Como si su cuerpo la traicionara, el estómago rugió en respuesta. Irene apretó los labios, furiosa por la coincidencia. No lo había escuchado llamarla antes, y ahora él tenía la ventaja de haber captado su atención.

Iba a contestarle, pero escucharon la puerta al fondo del pasillo abrirse y ambos se pusieron de pie de inmediato.

—Buen día, jefe.

Saludaron en sincronía.

—Pasen, por favor —les indicó el señor Valterra.

Caminaron lado a lado hacia la oficina por la que desapareció su jefe, cuando llegaron a la puerta, Benjamín hizo un ademán exagerado para cederle el paso a Irene. Ella rodó los ojos y entró inmediatamente, se acercó al escritorio de su jefe y tomó asiento cuando él se lo indicó al verla.

—¿Algún nuevo y gran proyecto, señor Valterra? —consultó Benjamín al llegar con ellos y tomar asiento también.

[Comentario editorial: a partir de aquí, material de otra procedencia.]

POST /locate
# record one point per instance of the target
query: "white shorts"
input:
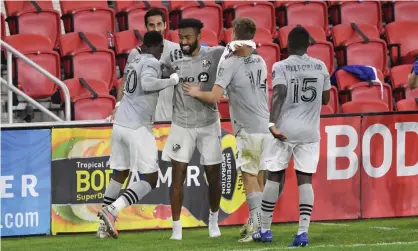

La mujer a su lado sentía las primeras migrañas con solo pensar que tenían que hacer algún otro proyecto juntos, se masajeó las sienes y volvió la mirada a su jefe con una expresion un poco suplicante.

—Así es, Urriarte —contestó el mayor en aquella oficina, asintiendo—. Pero será diferente.

Se levantó de su silla y caminó rodeando su escritorio hasta encontrarse parado detras de sus dos empleados.